Tomorrow is the day of the equinox, the first official day of winter which makes today the last day of Fall and since squash is a Fall vegetable I want to share two more recipes with this super versatile vegetable.

Squash, Yam and Potato Soup
1kg (2lb) cubed squash
2 medium yukon gold or any other potatoes
1 yam
scant tsp corriander seeds – crushed
for serving – grated gruyere cheese, ground corriander and sea salt.
1. Cube the yam, potatoes and squash into equal pieces; add water to cover – not more!
2. Add coriander seeds – I use an infuser (just like the ones used for tea, the small metal ball with the holes) because I find that the food processor or immersion blender do not always get those and I don’t like encountering whole coriander seeds when I eat the soup. You can use cheese cloth instead – just make a little bundle :)
3. Cook until the vegetables are soft 20-30 minutes.
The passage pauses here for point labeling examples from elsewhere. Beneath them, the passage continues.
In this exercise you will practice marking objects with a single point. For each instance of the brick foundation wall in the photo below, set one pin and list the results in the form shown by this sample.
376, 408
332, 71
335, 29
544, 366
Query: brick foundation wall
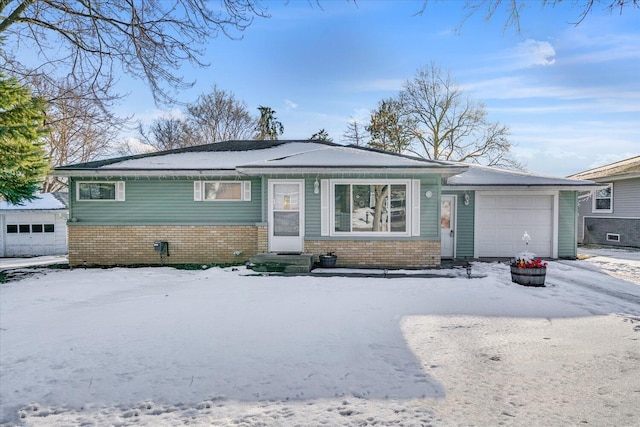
128, 245
379, 253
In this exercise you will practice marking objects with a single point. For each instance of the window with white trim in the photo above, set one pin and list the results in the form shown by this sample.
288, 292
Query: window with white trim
100, 191
222, 190
603, 199
371, 207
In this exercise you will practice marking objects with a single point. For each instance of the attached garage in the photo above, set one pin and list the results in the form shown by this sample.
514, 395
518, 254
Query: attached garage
36, 228
501, 220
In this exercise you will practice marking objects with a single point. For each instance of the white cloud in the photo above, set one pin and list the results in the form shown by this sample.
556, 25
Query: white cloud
530, 53
290, 104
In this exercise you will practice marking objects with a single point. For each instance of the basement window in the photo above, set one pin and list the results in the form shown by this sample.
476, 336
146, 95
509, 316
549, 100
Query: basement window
100, 191
613, 237
603, 199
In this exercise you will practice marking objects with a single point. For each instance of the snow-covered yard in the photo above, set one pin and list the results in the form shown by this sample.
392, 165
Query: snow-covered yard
159, 346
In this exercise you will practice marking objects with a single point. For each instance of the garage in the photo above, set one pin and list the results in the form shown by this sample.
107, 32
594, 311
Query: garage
35, 228
502, 220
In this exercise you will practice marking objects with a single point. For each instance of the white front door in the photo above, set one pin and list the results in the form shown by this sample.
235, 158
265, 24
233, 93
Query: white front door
286, 215
447, 226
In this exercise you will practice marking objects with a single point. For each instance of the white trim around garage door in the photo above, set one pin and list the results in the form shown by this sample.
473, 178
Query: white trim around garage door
518, 193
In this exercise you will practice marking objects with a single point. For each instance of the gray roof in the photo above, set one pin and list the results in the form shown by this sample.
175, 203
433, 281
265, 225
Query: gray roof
485, 176
256, 157
42, 202
628, 168
304, 156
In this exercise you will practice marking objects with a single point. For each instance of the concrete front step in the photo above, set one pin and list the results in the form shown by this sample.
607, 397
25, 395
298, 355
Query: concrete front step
285, 263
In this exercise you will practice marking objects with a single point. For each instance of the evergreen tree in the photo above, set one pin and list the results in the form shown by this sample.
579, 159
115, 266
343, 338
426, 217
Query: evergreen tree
268, 125
321, 135
23, 164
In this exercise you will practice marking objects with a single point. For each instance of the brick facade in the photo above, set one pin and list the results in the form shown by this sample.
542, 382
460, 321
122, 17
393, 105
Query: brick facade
379, 253
130, 245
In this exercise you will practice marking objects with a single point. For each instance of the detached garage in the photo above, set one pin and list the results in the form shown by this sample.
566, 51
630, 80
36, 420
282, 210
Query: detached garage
35, 228
496, 207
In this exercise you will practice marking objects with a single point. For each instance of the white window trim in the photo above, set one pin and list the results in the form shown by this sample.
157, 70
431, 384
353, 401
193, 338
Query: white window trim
409, 210
119, 191
594, 193
613, 237
198, 191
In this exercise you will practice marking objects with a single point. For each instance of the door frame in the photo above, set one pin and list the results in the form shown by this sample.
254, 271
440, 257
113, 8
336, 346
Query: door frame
301, 211
454, 222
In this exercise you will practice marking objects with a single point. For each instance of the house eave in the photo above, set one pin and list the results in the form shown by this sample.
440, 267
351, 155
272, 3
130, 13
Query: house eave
253, 171
112, 172
328, 170
518, 187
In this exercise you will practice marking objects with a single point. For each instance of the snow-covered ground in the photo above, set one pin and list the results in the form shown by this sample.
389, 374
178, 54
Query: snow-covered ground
159, 346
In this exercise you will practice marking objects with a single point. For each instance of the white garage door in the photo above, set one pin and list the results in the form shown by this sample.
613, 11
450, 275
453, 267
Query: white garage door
28, 234
502, 221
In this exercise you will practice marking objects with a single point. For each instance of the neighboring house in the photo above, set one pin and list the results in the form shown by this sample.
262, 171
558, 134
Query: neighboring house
228, 201
610, 215
36, 227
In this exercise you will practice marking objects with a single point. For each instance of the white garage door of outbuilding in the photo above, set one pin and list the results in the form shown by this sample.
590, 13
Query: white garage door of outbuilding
502, 220
34, 233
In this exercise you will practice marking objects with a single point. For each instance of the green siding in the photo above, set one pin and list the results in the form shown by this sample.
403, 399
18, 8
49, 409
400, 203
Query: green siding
162, 201
567, 224
464, 224
430, 208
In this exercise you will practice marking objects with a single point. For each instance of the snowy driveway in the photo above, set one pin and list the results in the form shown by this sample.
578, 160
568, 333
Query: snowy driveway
158, 346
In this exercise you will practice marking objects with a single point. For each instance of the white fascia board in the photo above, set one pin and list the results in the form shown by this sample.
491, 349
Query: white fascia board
85, 173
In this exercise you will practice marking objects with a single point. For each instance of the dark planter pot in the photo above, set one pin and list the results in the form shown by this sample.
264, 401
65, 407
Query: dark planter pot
328, 261
528, 276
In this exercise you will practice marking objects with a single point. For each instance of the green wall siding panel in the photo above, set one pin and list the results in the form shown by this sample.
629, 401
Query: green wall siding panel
567, 224
158, 201
464, 224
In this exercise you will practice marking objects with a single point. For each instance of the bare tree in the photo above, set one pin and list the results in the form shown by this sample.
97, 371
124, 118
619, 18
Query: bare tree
513, 9
445, 124
389, 130
354, 134
167, 133
80, 130
213, 117
94, 41
218, 116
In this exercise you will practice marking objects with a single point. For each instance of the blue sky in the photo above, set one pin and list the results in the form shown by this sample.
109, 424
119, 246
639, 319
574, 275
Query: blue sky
569, 94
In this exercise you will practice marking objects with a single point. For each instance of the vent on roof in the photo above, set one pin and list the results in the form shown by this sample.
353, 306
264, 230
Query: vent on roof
613, 237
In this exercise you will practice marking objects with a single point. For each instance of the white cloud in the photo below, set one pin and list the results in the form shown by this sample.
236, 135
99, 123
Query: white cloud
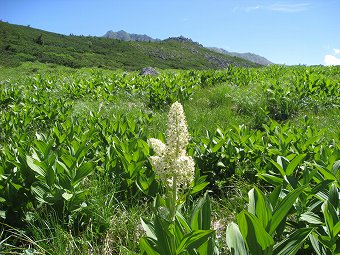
299, 7
331, 60
336, 51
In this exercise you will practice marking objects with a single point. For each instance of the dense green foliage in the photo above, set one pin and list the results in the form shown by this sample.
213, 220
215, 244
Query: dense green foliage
19, 44
74, 154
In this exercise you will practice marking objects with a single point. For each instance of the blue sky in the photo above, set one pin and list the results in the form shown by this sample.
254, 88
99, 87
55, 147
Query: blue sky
286, 32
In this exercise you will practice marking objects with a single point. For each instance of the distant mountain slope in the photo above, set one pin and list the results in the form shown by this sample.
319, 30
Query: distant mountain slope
21, 43
124, 36
248, 56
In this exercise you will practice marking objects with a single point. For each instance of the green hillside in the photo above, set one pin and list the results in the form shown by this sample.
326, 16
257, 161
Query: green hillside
19, 44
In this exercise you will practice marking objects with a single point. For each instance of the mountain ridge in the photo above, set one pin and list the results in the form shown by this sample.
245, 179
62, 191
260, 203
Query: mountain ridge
125, 36
20, 44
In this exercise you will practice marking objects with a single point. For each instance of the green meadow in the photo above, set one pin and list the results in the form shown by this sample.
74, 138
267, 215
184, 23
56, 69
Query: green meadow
76, 175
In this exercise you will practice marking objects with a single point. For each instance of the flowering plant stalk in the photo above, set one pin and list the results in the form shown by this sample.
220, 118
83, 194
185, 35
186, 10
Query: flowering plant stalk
168, 232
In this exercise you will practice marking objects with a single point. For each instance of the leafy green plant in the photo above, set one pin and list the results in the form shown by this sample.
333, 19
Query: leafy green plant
169, 232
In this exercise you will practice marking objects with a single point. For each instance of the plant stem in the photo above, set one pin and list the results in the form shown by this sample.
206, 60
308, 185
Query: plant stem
173, 210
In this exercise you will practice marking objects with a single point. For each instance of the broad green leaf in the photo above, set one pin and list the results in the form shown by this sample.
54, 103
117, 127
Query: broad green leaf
194, 240
292, 243
336, 229
182, 222
67, 196
34, 167
331, 217
164, 236
83, 171
282, 208
147, 246
256, 237
201, 216
50, 176
328, 175
311, 218
259, 206
235, 240
294, 163
334, 196
279, 165
218, 146
274, 196
272, 179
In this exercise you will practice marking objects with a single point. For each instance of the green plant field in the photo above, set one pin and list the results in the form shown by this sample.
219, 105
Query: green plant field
75, 174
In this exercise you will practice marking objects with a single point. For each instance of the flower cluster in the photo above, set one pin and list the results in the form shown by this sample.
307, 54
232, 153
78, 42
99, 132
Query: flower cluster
171, 160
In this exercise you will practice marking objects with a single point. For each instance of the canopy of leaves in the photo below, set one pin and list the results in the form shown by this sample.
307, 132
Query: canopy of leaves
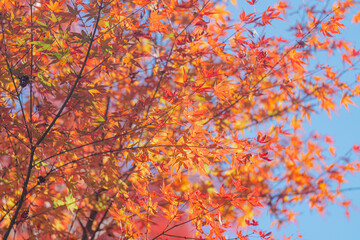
145, 119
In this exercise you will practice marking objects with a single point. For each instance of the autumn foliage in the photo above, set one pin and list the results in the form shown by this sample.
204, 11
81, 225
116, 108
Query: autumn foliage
167, 119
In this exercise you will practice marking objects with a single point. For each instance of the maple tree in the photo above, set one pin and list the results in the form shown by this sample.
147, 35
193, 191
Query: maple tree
165, 119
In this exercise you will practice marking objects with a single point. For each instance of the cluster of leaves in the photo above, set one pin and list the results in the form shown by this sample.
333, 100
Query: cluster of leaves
138, 119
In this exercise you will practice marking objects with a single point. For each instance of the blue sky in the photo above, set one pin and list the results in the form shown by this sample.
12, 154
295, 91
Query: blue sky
343, 126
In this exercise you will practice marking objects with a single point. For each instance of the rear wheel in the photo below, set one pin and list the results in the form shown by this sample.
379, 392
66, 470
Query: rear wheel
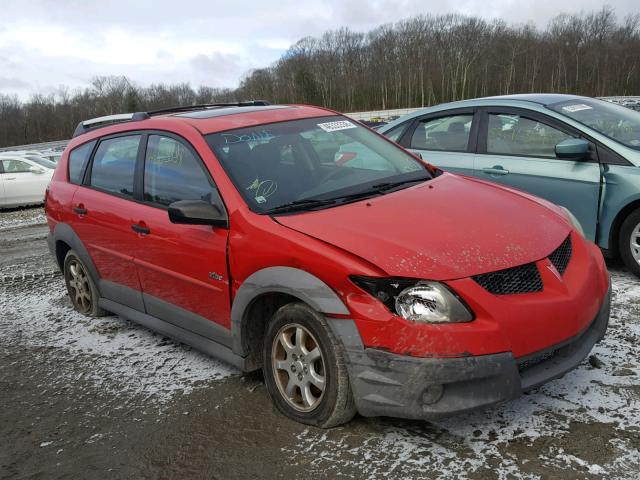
82, 291
304, 368
629, 242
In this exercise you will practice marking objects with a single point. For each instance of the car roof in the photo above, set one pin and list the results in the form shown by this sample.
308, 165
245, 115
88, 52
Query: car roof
541, 98
205, 120
522, 100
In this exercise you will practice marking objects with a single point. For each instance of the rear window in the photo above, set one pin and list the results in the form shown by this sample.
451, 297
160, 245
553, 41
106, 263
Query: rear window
114, 165
78, 161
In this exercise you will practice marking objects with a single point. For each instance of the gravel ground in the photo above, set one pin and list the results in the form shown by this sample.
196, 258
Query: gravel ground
107, 398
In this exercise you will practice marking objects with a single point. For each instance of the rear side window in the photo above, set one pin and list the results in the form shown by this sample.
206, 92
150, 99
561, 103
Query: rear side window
78, 161
173, 173
444, 133
114, 165
515, 135
15, 166
396, 132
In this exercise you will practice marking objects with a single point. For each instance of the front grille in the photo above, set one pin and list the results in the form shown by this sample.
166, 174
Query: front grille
561, 256
523, 279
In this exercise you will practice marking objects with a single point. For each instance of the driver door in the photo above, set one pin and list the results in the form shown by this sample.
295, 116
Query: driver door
517, 148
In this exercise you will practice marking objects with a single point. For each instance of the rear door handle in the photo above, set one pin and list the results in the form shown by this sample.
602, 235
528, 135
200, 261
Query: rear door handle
140, 229
495, 170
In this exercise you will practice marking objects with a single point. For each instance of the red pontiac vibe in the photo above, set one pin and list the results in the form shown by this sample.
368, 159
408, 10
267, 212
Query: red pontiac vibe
377, 285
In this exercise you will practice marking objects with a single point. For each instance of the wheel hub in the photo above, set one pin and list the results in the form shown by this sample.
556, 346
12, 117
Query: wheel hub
298, 367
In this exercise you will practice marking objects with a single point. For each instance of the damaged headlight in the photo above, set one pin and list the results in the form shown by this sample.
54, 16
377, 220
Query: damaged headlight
418, 301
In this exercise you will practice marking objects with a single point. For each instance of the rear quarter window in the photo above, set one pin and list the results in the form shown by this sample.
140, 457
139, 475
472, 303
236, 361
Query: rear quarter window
78, 158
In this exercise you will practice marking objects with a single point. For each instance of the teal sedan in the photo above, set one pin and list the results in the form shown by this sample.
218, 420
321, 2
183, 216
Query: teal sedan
577, 152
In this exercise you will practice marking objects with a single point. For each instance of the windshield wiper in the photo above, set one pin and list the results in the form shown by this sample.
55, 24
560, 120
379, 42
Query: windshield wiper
309, 203
302, 204
382, 187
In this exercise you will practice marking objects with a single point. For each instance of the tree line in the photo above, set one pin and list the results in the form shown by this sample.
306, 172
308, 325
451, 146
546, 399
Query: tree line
420, 61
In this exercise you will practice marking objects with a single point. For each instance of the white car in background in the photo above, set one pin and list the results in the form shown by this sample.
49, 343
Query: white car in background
23, 180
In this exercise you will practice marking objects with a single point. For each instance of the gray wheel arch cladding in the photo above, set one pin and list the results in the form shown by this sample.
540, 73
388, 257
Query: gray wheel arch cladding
292, 281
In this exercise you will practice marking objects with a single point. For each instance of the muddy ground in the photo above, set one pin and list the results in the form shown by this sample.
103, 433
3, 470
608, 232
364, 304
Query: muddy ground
106, 398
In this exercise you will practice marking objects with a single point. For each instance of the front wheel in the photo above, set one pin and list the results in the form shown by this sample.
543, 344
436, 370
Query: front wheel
629, 242
304, 368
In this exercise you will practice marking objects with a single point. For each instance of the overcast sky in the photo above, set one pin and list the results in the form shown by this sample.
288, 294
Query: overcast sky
48, 43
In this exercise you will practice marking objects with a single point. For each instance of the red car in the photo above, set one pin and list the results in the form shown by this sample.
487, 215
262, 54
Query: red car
387, 288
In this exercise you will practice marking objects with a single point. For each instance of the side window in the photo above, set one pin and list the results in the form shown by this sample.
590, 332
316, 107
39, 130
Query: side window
173, 173
396, 132
444, 133
114, 164
515, 135
78, 160
15, 166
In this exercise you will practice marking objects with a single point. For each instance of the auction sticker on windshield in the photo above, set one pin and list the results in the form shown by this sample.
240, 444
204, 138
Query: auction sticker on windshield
336, 126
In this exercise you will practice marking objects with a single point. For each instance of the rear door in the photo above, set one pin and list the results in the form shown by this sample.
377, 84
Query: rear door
182, 268
516, 147
103, 215
444, 139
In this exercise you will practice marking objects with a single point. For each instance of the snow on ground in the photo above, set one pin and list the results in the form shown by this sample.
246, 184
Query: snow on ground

Puree with an immersion blender or in your food processor until smooth.
4. serve with grated Gruyere, a sprinkle of sea salt and ground coriander.

Acorn Squash, Potato and Corn Puree
1. Preheat the oven to 450F
2. Cut your squash in half, remove the seeds and strings.
3. Put the squash together with 2 medium Yukon gold potatoes and roast until soft.
4. Scoop the flesh out of the squash.
5. Peel the potatoes.
6. Mash the squash and potatoes with a bit of butter, salt to taste and a small dash of nutmeg.
7. Mix in 1/2 a cup of corn kernels.
8. Return the puree into the empty squash shell or transfer into a baking dish; sprinkle some grated sweet Swiss cheese (like Emmental) on top and reheat in the oven melting the cheese at the same time.